Untuk mengetahui UU. No. 21 tahun 2000 secara umum disajikan hal-hal yang
dinilai penting sebagai berikut :
a.
Serikat
pekerja/buruh mempunyai sifat bebas, terbuka, mandiri, demokratis dan
bertanggung jawab. Kebebasan inilah yang kemudian dimanfaatkan untuk mendirikan
berbagai macam serikat pekerja/buruh seperti yang ada pada saat ini.
b. Serikat
pekerja/buruh dan federasi/konfederasi berfungsi sebagai pihak yang membuat
perjanjian kerja bersama, mewakili pekerja dalam berbagai lembaga
ketenagakerjaan, sebagai sarana penyalur aspirasi dan memperjuangkan hak
anggota serta sebagai pihak yang bertanggung jawab mengorganisasi pemogokan.
c. Setiap pekerja
berhak menjadi anggota dan membentuk serikat pekerja/buruh. Serikat
pekerja/buruh dapat dibentuk minimal 10 orang pekerja atau buruh, sekurang-kurangnya
5 serikat pekerja/buruh dapat membentuk federasi dan sekurang-kurangnya 3
federasi dapat membentuk konfederasi serikat pekerja/buruh.
d. Serikat
pekerja/buruh, federasi/konfederasi dapat dibentuk atas dasar sektor usaha,
jenis pekerjaan atau bentuk lain. Keanggotaan, kepengurusan, keuangan,
pembubaran dan lain-lain diatur didalam Anggaran Dasar (AD) pemerintah tidak
dapat mencampuri urusan intern termasuk membubarkan serikat pekerja/buruh.
e. Pekerja/buruh
yang menduduki jabatan tertentu dan dapat menimbulkan pertentangan kepentingan
antara serikat pekerja/buruh dan manajemen tidak dapat menjadi pengurus serikat
pekerja/buruh.
f.
Serikat
pekerja/buruh, federasi dan konfederasi harus memberitahukan kepada instansi
pemerintah yang bertanggung jawab dalam bidang ketenagakerjaan untuk
pencatatan.
g. Pengurus serikat
pekerja/buruh atau anggotanya memiliki hak perlindungan untuk melakukan
kegiatan organisasinya terhadap :
-
Pemutusan
Hubungan Kerja (PHK)
-
Penurunan
jabatan atau mutasi
-
Tidak
membayar/ mengurangi upah intimidasi
-
Kampanye
anti serikat pekerja/buruh
h. Serikat
pekerja/buruh bubar apabila :
-
Dinyatakan
oleh anggota sesuai Anggaran Dasar (AD)
-
Perusahaan
tutup untuk selamanya
-
Dinyatakan
oleh keputusan pengadilan
i.
Sanksi
yang berat diberikan pada siapa saja yang menghalang-halangi pembentukan
serikat pekerja atau memaksa pekerja/buruh harus menjadi anggota suatu serikat
pekerja/buruh, Sanksi tersebut berupa sanksi pidana minimal 1 tahun dan
maksimal 5 tahun dan atau denda minimal 100 juta dan maksimal 500 juta.
IMPLIKASI
KEBEBASAN BERSERIKAT TERHADAP PERUSAHAAN
Kebebasan
berserikat adalah merupakan hak pekerja/buruh yang tidak dapat ditawar-tawar,
perkembangan yang terjadi pada beberapa tahun terakhir tumbuhnya serikat
pekerja/buruh yang berada di tingkat nasional, sementara itu serikat
pekerja/buruh ditingkat perusahaan relatif lambat.

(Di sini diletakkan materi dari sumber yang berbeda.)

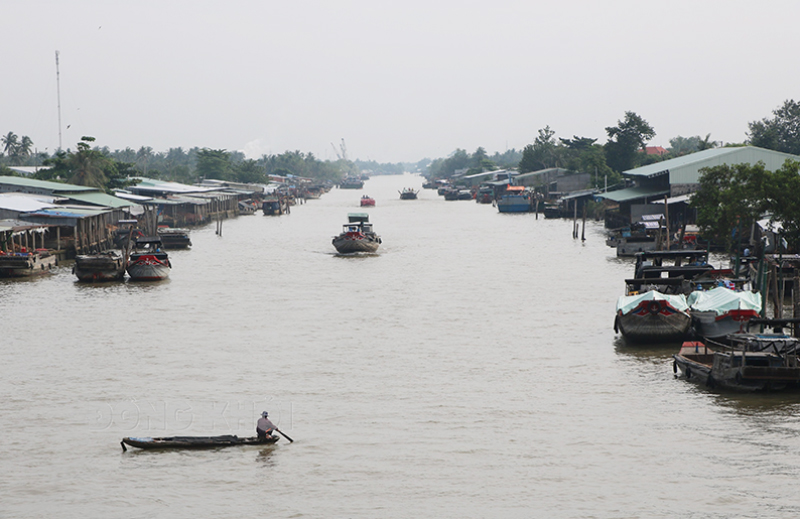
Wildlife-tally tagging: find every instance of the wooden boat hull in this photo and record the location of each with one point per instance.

Seharusnya serikat pekerja/buruh tumbuh dari bawah, mulai ditingkat perusahaan
dan selanjutnya dalam bentuk federasi atau bentuk lain yang kemudian federasi
ini dapat membentuk konfederasi.
Dengan UU. No. 21 tahun 2000 memungkinkan serikat pekerja/buruh yang berdiri
tidak harus mencerminkan sektor usaha, tetapi suatu jenis pekerjaan seperti
supir, tukang las, tukang ketik, sekretaris dan lain-lain. Fungsi utama serikat
pekerja/buruh adalah merundingkan pembuatan Perjanjian Kerja Bersama
(PKB).
Dalam kondisi seperti itu, maka manajemen dapat mengalami kesulitan dalam
menghadapi serikat pekerja/buruh, bukan hanya dalam perundingan PKB tetapi juga
dalam rangka konsultasi berbagai masalah ketenagakerjaan yang lain, termasuk
penyediaan fasilitas. Dengan diundangkannya UU. No. 13 tahun 2003 tentang
ketenagakerjaan maka telah ada arahan mengenai hal yang berkaitan dengan
hubungan industrial.
Dalam keadaan apapun, kunci keberhasilan manajemen sumber daya manusia di
perusahaan antara lain :
a.
Adanya
serikat pekerja/buruh yang dipimpin oleh pimpinan yang professional.
b.
Adanya
komunikasi, keterbukaan dan kejujuran dari manajemen.
c.
Dukungan
para pekerja/buruh dan organisasinya atas dasar kepercayaan.
d.
Adanya
komitmen pucuk pimpinan terhadap pelaksanaan hubungan industrial yang baik.
Manajemen
segala lini, khususnya lini paling bawah memahami teknik pengembangan
komunikasi dengan bawahan dan memahami dasar-dasar hubungan industrial yang
berguna bagi pelaksanaan deteksi dini.